立誓,从今往后,收起可笑的善良,将真心交付罗刹,不惜一切代价为自己讨回公道,神挡杀神,佛挡杀佛!
她要伪装起所有的情绪,再不为任何人留下一滴真诚的泪。蛰伏在暗处,静待时机,给仇人致命一击!
墨离与阮星蝶并肩跪于碑前,看着身侧眼眶发红却未落一滴泪的女人。她比刚才在城楼前要冷静得多。
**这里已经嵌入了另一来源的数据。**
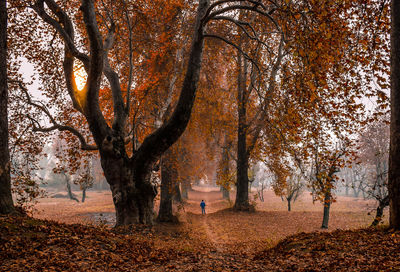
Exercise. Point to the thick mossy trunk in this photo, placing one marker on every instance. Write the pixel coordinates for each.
(168, 174)
(394, 157)
(6, 202)
(327, 207)
(132, 192)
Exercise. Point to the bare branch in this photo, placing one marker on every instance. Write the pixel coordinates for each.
(234, 45)
(65, 32)
(56, 126)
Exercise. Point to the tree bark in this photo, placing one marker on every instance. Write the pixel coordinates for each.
(69, 190)
(185, 190)
(129, 178)
(394, 155)
(168, 176)
(242, 164)
(6, 202)
(379, 211)
(83, 194)
(225, 193)
(327, 207)
(177, 193)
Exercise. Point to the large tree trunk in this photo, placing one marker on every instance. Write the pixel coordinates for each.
(132, 192)
(394, 156)
(327, 207)
(6, 202)
(242, 165)
(168, 176)
(129, 178)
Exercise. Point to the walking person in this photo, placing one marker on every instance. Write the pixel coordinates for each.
(203, 207)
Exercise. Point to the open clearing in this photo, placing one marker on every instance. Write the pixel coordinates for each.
(226, 229)
(271, 239)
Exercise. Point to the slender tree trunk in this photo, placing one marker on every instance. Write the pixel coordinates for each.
(379, 211)
(394, 156)
(69, 190)
(242, 164)
(185, 189)
(225, 169)
(225, 193)
(177, 193)
(168, 174)
(84, 194)
(327, 207)
(6, 202)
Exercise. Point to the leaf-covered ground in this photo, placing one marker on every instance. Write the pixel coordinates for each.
(28, 244)
(271, 239)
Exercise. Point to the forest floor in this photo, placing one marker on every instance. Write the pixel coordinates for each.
(271, 239)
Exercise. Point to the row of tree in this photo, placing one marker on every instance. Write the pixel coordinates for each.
(281, 82)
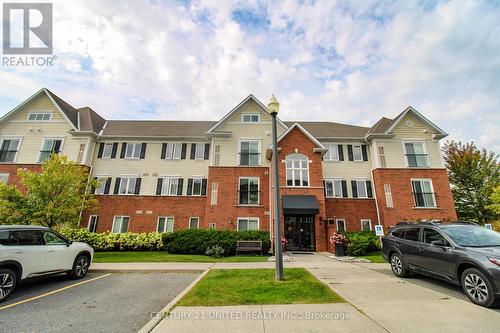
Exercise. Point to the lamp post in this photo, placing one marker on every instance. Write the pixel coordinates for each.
(273, 108)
其他人见至亲横死的惨状早就歇斯底里地痛哭,可她却静默得可怕。他不忍见她故作坚强的模样,伸出一只手将她揽在怀里,叹息道,:“想哭就哭吧!”
阮星蝶顺从地靠在男人地胸膛上,闻言,长如黑翎的华美睫羽轻垂,在眼睑上投下淡淡的弧影。再抬眼,几颗晶莹的泪滴不停地在眼眶中打转,泫然欲泣,楚楚动人。她伸出葱白似的玉指轻滑过男人棱角分明的侧脸,开口时的声音带着几分哽咽,:“大都好物不坚牢,彩云易散琉璃脆。人与人之间的情分有时候是那么短暂和脆弱……”
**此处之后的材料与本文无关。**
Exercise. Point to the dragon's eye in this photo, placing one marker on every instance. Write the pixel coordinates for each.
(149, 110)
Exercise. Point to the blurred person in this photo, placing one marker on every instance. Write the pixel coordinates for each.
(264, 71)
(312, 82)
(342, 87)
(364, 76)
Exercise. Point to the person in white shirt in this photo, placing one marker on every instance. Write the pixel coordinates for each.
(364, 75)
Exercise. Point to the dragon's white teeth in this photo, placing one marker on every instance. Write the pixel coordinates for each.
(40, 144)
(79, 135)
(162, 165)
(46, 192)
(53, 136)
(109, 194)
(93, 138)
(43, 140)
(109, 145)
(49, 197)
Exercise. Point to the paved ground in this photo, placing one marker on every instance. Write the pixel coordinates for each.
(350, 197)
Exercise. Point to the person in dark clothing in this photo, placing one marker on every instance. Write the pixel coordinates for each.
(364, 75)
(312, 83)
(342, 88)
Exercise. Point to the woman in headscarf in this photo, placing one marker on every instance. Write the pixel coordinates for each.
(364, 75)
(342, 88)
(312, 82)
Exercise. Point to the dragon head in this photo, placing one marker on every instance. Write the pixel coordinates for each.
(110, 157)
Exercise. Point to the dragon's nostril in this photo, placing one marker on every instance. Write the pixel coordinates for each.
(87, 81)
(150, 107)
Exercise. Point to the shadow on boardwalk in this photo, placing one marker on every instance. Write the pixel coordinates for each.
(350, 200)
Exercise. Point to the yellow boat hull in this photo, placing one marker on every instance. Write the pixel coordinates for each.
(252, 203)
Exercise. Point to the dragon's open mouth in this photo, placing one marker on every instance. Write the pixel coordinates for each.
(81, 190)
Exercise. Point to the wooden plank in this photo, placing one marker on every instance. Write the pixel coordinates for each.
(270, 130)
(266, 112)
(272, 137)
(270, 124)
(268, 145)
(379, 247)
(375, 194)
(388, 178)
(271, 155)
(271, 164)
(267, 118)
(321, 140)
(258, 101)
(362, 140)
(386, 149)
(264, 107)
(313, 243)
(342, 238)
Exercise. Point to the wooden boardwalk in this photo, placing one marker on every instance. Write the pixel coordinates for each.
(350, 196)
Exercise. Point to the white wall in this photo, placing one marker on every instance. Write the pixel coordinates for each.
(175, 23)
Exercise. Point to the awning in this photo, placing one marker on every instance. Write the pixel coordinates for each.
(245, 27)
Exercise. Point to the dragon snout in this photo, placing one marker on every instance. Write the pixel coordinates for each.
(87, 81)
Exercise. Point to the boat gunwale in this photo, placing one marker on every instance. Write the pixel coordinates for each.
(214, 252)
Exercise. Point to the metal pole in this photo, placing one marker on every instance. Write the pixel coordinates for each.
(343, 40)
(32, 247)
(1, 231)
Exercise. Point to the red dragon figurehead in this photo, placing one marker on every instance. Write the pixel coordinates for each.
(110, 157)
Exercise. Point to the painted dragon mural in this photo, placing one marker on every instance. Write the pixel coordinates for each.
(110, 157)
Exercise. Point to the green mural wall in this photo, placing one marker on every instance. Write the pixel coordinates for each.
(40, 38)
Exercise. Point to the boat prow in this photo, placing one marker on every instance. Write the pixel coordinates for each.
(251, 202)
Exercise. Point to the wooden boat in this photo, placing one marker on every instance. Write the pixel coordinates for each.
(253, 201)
墨离被她不经意的动作惹得一阵战栗的心颤,他伸出一只大手抓住了女人不安分的小手,急切道,:“墨离会一直在主子的身边。”
阮星蝶凝视着两人相缠着的手,笑意薄凉,:“我已被出卖这么多次,也不知,明天和背叛谁先到来。我的心经受不住接二连三的打击。你救我出地牢已是尽了主仆缘分,从现在起,你就是自由之身。你走吧!”
说着,她欲抽出她的手。
不知为何,墨离有种预感,若是这次放手,或许穷尽此生,他再无与她执手并肩的可能。于是他抓得更紧,:“墨离不走!墨离绝不背弃主子!”
阮星蝶闻言,不语,但将头扭到一边。
墨离见她沉默,突然下定了什么决心。他松开另一只一直揽着她肩膀的手,从怀里掏出一只小巧精致的红色锦盒。打开锦盒,里面盛放着一粒白色的丹丸。他取出丹丸,毅然决然地吞了下去!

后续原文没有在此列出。